Im folgenden Arbeitsschritt sollten wir weiter überlegen, was wirklich umsetzbar ist. Um unsere Ideen vorzuschlagen, haben wir eine Show simuliert, die der Höhle der Löwen ähnelte. Jede Gruppe sollte eine Sache vorstellen und wir konnten im Anschluss wählen, ob wir die Idee unterstützen oder nicht. Es war wirklich interessant zu sehen, was für verrückte und ausgefallene Ideen die einzelnen Gruppen hatten. Die zuschauenden Mitschüler*innen waren dann die „Löwen“ und haben überlegt, ob sie dafür EU-Gelder freigeben würden.
Eigentlich hätte es zum Schluss auch noch ein Gespräch mit einer*m Politiker*in geben sollen, leider hat dies die derzeitige Pandemie nicht zugelassen. Hier hätte es die Möglichkeit gegeben, nochmal genauer nachzufragen, warum es sich bei den einzelnen Problemen so verhält.

Ich, Paula, fand es wirklich toll zu sehen, wie sehr wir uns innerhalb eines Tages mit der EU auseinandergesetzt haben.
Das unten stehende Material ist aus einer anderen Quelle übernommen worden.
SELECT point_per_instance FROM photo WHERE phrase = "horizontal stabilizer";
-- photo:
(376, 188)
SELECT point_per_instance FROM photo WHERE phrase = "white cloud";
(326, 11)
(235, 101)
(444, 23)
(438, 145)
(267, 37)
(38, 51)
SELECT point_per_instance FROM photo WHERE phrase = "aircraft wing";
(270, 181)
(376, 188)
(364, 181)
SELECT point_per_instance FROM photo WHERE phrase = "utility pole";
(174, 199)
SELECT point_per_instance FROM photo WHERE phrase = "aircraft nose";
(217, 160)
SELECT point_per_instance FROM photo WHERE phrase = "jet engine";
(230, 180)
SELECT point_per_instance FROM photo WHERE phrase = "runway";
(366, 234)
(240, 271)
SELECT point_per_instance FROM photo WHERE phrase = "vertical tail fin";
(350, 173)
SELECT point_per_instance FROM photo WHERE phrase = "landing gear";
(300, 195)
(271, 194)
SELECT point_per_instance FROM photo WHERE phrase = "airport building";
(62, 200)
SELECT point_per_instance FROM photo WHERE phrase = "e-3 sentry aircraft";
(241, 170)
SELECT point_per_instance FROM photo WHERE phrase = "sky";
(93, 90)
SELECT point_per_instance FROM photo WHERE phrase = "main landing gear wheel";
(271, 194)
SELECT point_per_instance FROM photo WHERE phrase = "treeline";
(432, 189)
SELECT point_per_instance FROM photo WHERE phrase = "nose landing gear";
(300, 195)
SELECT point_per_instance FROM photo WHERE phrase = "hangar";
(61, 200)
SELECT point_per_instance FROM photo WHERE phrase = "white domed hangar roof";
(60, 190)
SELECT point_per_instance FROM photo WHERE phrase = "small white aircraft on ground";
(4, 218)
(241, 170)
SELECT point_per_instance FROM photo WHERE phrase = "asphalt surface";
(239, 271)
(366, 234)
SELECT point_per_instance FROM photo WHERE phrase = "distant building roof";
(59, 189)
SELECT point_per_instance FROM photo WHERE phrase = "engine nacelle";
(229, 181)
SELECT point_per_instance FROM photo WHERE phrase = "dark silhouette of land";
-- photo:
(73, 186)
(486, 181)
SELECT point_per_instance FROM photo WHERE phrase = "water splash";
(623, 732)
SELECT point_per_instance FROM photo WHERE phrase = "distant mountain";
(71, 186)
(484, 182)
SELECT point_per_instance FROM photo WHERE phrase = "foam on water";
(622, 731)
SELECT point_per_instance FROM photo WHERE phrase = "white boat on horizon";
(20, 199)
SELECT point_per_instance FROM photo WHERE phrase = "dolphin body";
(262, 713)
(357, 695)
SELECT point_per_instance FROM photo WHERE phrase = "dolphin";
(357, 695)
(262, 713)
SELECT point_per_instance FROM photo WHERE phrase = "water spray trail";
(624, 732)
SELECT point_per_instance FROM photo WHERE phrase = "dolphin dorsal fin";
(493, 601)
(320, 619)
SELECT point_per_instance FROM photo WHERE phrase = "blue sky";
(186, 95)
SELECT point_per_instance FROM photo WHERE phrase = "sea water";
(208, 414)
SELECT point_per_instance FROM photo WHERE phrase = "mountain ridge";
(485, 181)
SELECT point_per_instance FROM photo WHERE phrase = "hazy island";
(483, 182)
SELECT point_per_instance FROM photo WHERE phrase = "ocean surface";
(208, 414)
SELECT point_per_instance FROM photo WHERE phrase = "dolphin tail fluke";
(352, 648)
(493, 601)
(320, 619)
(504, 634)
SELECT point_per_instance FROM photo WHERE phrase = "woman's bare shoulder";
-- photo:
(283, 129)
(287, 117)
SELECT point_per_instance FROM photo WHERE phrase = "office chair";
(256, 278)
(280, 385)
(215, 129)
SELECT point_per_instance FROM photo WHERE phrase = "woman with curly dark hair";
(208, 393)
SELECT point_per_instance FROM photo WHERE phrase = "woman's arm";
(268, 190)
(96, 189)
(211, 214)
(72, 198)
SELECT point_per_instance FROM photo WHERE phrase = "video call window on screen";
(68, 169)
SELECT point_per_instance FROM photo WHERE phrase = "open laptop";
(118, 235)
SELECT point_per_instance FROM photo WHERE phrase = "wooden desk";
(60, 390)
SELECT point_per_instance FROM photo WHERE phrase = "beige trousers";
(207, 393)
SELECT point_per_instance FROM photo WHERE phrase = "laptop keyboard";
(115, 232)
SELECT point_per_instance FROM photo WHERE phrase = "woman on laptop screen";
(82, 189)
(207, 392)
Viele hatten sich vorher nie mit diesen Themen beschäftigt und waren völlig überrascht, wie komplex die EU eigentlich ist und was zukünftig geschehen könnte. Ich finde es sehr wichtig, dass wir jungen Menschen uns mit unser Welt beschäftigen und uns für sie einsetzen.
Denn eins ist wirklich wichtig. Wenn wir nichts für unsere Zukunft tun, wer tut es dann? Es ist unsere Zukunft und diese liegt in unserer Hand.